LATER on, when Bob, as in duty bound, tried to explain the mystery to Miss Phoebe, she cut him short midway without mercy. "It sounds like a conundrum, and I hate conundrums," she said.

But Bob found her father, Judge Everly, there when he came to draw his number that evening. Mr Rhondel was also beguiled into taking a hand in the game. The bidding in the smoking-room ran its lively course amid a storm of good-humoured chaff to which Colonel M'Clure was the main contributor.

Bob Eyre persisted that it was a bully game, in which view he was confirmed when two days later he scooped the pool of 134 with the figure 505 which he had bought at the auction for 11, having sold his own figure 504 for 10.

He was intoxicated with his success, stood drinks all round, and strutted about next day, with his tail up, to where his wife sat on the deck chair reading placidly.

"I told you so, Kitty," he crowed. "I knew I could meet and beat the knowing ones at their own game. Just a little bit of head work, that's all.
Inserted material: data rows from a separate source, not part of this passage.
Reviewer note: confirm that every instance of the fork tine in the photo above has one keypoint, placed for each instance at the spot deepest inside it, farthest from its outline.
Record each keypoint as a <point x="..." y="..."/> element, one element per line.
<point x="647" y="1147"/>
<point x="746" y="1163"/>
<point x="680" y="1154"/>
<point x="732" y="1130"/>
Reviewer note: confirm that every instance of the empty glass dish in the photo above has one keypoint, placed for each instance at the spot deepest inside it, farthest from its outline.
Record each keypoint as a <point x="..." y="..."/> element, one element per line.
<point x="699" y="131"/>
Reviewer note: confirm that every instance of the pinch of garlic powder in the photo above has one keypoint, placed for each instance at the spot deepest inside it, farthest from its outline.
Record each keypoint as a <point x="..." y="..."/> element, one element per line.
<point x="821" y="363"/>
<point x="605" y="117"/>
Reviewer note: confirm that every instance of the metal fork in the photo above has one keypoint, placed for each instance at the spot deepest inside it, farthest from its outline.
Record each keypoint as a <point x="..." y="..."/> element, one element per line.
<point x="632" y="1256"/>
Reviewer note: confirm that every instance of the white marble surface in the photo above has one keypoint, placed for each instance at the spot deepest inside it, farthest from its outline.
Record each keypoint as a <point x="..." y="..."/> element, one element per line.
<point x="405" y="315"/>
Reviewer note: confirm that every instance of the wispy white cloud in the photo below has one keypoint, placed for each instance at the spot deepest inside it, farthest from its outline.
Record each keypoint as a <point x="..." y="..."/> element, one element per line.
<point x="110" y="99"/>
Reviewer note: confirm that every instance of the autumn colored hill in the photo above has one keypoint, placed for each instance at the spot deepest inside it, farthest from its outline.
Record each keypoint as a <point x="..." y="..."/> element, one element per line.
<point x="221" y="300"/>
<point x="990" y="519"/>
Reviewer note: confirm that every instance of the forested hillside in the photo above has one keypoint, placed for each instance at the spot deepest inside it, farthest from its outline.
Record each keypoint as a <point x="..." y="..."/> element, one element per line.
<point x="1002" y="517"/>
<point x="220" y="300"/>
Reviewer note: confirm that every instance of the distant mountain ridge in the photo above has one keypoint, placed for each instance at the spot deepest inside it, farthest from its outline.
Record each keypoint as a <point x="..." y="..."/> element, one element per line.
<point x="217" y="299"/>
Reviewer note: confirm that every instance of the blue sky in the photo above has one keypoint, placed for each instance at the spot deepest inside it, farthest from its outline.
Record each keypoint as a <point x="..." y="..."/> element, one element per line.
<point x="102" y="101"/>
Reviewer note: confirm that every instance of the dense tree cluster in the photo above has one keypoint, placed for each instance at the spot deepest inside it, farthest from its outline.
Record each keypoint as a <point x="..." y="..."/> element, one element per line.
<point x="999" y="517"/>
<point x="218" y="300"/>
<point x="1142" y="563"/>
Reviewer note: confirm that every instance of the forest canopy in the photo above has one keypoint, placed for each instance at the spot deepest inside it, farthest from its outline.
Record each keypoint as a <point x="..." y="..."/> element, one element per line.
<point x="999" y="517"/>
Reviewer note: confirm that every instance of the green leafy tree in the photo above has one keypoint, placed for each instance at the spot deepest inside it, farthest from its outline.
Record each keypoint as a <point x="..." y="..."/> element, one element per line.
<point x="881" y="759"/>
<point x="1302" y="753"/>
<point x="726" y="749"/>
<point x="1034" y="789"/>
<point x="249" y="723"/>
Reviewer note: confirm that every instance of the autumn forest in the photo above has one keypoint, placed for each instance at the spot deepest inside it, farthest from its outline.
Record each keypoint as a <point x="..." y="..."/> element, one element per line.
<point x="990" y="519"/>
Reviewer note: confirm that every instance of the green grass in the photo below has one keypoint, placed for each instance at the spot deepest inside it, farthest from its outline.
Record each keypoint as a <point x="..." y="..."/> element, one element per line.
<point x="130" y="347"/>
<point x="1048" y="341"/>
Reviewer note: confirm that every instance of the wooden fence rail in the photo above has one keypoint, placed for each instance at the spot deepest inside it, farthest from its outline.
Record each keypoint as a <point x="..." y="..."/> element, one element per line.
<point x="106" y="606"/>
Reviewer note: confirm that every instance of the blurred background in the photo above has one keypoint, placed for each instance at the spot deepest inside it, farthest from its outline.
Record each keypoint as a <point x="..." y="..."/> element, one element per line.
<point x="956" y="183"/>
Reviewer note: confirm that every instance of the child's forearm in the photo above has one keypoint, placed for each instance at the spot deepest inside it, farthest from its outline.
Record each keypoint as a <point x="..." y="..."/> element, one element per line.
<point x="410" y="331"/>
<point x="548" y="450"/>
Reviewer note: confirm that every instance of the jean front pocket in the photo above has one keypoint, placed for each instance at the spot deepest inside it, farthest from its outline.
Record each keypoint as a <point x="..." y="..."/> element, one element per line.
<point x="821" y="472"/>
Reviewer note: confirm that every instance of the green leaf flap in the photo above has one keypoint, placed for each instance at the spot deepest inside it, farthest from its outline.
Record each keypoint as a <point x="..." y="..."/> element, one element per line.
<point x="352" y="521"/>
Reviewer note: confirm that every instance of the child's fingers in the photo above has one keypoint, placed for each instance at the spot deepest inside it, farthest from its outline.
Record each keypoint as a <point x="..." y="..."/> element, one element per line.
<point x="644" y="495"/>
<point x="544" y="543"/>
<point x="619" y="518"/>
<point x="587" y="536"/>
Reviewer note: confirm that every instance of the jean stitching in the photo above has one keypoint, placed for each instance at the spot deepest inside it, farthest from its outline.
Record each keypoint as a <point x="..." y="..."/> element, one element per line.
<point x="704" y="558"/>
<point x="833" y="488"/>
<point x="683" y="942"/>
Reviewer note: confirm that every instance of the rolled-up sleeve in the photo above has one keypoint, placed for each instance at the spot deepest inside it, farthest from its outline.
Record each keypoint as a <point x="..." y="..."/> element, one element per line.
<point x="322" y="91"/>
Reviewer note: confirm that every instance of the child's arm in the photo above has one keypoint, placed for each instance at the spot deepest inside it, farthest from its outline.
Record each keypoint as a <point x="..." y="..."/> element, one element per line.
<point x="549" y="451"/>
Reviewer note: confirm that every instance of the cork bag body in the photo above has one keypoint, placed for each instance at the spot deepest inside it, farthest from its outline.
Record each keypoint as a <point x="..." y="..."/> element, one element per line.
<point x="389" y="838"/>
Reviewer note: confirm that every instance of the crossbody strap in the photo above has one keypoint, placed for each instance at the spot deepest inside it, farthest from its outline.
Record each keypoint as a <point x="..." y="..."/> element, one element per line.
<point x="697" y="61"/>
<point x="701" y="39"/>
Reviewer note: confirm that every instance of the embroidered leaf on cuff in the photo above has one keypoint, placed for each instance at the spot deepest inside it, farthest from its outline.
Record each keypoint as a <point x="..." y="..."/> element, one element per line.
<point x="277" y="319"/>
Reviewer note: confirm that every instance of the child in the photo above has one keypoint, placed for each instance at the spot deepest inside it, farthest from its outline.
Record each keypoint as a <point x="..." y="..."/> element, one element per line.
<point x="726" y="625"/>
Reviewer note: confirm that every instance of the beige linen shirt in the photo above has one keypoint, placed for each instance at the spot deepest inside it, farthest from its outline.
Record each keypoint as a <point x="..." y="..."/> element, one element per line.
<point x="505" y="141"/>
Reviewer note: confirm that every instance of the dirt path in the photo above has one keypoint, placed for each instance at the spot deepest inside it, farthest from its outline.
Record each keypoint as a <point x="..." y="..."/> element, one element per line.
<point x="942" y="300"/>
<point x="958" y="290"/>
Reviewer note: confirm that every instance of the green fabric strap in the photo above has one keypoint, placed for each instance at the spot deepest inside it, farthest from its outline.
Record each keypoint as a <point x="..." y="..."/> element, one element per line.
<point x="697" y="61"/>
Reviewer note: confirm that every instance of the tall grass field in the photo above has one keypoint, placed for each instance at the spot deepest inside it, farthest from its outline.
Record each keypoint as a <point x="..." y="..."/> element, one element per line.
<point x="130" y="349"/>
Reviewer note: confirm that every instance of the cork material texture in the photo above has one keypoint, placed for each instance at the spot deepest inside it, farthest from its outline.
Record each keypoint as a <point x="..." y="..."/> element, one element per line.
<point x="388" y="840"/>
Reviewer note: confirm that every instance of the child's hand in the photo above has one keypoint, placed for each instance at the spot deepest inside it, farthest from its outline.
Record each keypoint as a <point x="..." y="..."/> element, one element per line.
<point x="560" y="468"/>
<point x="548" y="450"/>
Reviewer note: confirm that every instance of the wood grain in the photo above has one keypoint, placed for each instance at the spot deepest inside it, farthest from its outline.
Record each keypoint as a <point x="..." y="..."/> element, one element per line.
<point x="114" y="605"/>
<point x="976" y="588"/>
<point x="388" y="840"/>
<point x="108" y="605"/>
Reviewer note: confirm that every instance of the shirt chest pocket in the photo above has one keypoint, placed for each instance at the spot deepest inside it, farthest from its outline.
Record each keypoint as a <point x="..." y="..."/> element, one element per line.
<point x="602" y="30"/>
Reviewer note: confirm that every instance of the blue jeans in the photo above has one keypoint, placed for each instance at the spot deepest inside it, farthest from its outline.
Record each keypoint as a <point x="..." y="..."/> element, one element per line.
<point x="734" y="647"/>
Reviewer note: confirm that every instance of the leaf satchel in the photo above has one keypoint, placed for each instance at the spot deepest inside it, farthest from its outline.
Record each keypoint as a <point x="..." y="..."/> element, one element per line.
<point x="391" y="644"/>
I took a note of the wind and the weather, and picked the right number out on my own judgment first try. It's a little bit of all right, my dear, and here's your share of the winnings." He poured a clinking stream of gold coins into her lap.

"I wish you would leave it at that, Bob; I'm afraid."

"Fear killed a cat, or was it care? it does not matter which; don't let either kill my mouse. Keep your eye on your hubby, he'll see you through. I only wish I could get these johnnies to pile it on a bit. I don't care for this game of chuck farthing."

THAT evening, when they were only one day out from Queenstown, Bob Eyre had his wish. The boat had been making great time of late, averaging 515 miles a day, and there was general surprise when Colonel M'Clure, to whom the arrangement of the figure was intrusted for the most part, fixed the range of the lottery from 485 to 510.

"It's a dead cert, for the 'high field,'" objected one of the coterie.

"Don't you believe it," retorted the Colonel. "Fine weather cannot last for ever. I have crossed more times than you, my boy; there is generally a bit of a blow as we come close to the poor distressful country. I don't mind having a try at the 'low field' myself, I can tell you."

The majority were, however, of the other way of thinking. The sky was without a cloud, the wind behind them, the glass going up. "Shouldn't mind betting an even pony," said one languid youth in grey flannels, "that we do our 520 this run."

"Done," cried the Colonel so sharply that the languid youth's jaw fell, and he abandoned the opposition.

Then Colonel M'Clure developed an unexpected vein of obstinacy. He seemed hurt that his judgment was questioned, and the talk began to grow hot when Judge Everly, in the interests of peace, came round to the side of the Colonel.

"Easy with the pepper castor, gentlemen," he said, "let the Colonel have his way. It's as good for the goose as the gander. We can each back our own fancy in the lottery, and the laugh will be on him when the 'high field' romps in an easy winner."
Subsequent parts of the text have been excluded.